Gmail, Hotmail, Outlook and other email users have to be careful of dangerous message that can break their Windows PC with just one click. Security experts warn that hackers are taking advantage of a vulnerability that has not yet been patched by Microsoft to distribute the dangerous Qbot banking trojan. This malware was found in infected Word documents which are distributed via email and it only takes one click on this file to get the victim’s computer infected.
Apart from stealing sensitive personal and financial data, this dangerous malware can also steal credentials for Windows and banking services.
The Qbot malware also allows malicious actors to deploy a backdoor on infected Windows machines and give remote access to ransomware gangs.
This massive threat was highlighted by researchers at Proofpoint, the security firm’s Threat Insight Twitter account posting about the CVE-2022-30190 vulnerability.
He tweeted: “Proofpoint saw #TA570 exploit CVE-2022-30190 to deliver #Qbot malware.

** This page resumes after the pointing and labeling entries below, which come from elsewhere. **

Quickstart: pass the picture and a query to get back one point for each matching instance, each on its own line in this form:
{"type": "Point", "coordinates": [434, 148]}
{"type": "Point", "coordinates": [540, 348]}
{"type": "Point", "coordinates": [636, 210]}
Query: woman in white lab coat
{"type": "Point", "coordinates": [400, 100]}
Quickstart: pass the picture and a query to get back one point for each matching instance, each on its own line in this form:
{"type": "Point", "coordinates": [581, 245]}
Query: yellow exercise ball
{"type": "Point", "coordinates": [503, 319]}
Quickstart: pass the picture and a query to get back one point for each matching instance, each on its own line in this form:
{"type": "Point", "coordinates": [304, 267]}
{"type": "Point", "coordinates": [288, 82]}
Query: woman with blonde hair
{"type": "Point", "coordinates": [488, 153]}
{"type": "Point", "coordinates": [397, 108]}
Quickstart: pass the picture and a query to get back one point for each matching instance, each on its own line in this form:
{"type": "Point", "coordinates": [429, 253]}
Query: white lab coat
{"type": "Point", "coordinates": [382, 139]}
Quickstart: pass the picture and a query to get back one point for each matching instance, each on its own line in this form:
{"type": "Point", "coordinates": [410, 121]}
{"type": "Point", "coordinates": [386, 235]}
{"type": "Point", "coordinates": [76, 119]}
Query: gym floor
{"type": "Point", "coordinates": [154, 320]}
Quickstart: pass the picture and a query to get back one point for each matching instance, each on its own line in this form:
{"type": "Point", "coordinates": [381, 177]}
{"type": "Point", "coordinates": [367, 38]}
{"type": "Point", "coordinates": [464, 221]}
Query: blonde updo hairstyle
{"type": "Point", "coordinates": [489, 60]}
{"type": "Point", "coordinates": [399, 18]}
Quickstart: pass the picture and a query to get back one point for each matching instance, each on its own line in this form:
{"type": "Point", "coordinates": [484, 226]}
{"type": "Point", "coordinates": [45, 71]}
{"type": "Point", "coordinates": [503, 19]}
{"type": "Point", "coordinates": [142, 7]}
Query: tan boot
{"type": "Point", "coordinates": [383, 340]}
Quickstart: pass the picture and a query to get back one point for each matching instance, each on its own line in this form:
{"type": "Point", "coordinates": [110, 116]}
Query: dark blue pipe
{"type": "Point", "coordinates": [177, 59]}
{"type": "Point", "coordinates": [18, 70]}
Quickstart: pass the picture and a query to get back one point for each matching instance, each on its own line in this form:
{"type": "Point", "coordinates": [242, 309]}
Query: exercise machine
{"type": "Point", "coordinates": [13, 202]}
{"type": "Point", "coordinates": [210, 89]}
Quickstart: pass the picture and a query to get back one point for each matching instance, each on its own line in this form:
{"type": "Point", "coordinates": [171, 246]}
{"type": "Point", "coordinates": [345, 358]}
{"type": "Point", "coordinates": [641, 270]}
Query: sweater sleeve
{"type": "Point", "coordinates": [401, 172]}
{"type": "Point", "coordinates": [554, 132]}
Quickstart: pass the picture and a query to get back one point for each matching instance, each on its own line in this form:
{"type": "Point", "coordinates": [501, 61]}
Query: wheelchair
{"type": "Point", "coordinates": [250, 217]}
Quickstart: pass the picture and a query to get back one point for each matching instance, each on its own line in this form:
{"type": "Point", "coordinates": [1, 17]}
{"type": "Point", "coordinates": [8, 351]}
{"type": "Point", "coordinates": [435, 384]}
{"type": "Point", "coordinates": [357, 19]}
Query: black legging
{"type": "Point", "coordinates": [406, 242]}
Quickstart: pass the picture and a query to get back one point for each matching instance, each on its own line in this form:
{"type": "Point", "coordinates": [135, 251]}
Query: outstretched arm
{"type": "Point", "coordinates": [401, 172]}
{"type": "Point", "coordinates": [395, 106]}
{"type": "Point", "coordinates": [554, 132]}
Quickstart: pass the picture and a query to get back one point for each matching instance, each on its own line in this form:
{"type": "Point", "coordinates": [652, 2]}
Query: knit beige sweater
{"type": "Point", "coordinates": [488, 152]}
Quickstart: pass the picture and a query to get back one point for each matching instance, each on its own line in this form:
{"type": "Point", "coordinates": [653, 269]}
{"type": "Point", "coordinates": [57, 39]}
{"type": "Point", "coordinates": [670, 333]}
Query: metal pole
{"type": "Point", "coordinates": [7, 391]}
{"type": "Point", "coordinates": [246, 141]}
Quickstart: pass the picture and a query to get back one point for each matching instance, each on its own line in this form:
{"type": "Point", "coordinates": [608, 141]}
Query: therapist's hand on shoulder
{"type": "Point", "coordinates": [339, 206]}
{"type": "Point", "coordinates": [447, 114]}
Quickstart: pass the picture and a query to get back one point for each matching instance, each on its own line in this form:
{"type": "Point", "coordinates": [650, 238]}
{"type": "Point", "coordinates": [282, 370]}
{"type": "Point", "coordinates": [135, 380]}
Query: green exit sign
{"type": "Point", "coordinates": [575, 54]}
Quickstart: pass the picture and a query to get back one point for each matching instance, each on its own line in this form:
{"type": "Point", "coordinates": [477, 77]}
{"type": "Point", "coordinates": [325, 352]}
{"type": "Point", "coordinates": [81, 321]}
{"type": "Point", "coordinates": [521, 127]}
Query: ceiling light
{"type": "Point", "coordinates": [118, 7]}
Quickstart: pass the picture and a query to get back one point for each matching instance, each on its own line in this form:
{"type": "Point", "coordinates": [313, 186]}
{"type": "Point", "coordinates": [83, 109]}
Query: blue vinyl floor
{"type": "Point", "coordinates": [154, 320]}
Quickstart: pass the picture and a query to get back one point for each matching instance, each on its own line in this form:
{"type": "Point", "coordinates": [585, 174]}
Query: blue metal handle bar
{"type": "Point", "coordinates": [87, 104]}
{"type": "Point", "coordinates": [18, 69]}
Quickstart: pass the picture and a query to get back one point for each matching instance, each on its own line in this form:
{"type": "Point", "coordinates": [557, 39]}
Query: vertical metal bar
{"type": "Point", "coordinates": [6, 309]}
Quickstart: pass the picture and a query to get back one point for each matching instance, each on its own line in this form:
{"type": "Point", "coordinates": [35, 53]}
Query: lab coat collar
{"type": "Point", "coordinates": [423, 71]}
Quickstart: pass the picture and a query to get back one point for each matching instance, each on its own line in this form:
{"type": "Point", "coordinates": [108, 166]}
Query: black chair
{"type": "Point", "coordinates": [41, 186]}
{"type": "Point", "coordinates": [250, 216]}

The actor uses hijacked thread messages with HTML attachments which, if opened, drops a zip archive.
“The archive contains an IMG with a Word document, a shortcut file and a DLL. The LNK will run the DLL to start Qbot. The document will load and run an HTML file containing PowerShell abusing CVE-2022-30190 used to download and run Qbot.”
To trick people into clicking on needed attachment, scammers spread fake invoices, payment and banking information, scanned documents or invoices to trick people into downloading dangerous files.
Proofpoint highlighted an email spreading this scam that allegedly informed government agency staff in the United States and Europe that they had received a pay raise.
To help you stay away from this threat, follow typical best practices that help you stay away from phishing scams.
This includes not clicking on unsolicited emails from addresses you are not aware of, and especially not clicking on any links or attachments in those messages.
You can usually spot a scam a mile away by taking a closer look at a sender’s email address.
If it’s not linked to an official domain of the organization it claims to be from, or if it’s being sent from a Gmail, Hotmail, or other dubious account, alarm bells should ring.
For those who are still unsure after checking these items, you can simply contact the organization where the message allegedly originated.
Although it takes a bit of time, it will save you a lot more wasted time and stress if you end up being lured into a scam.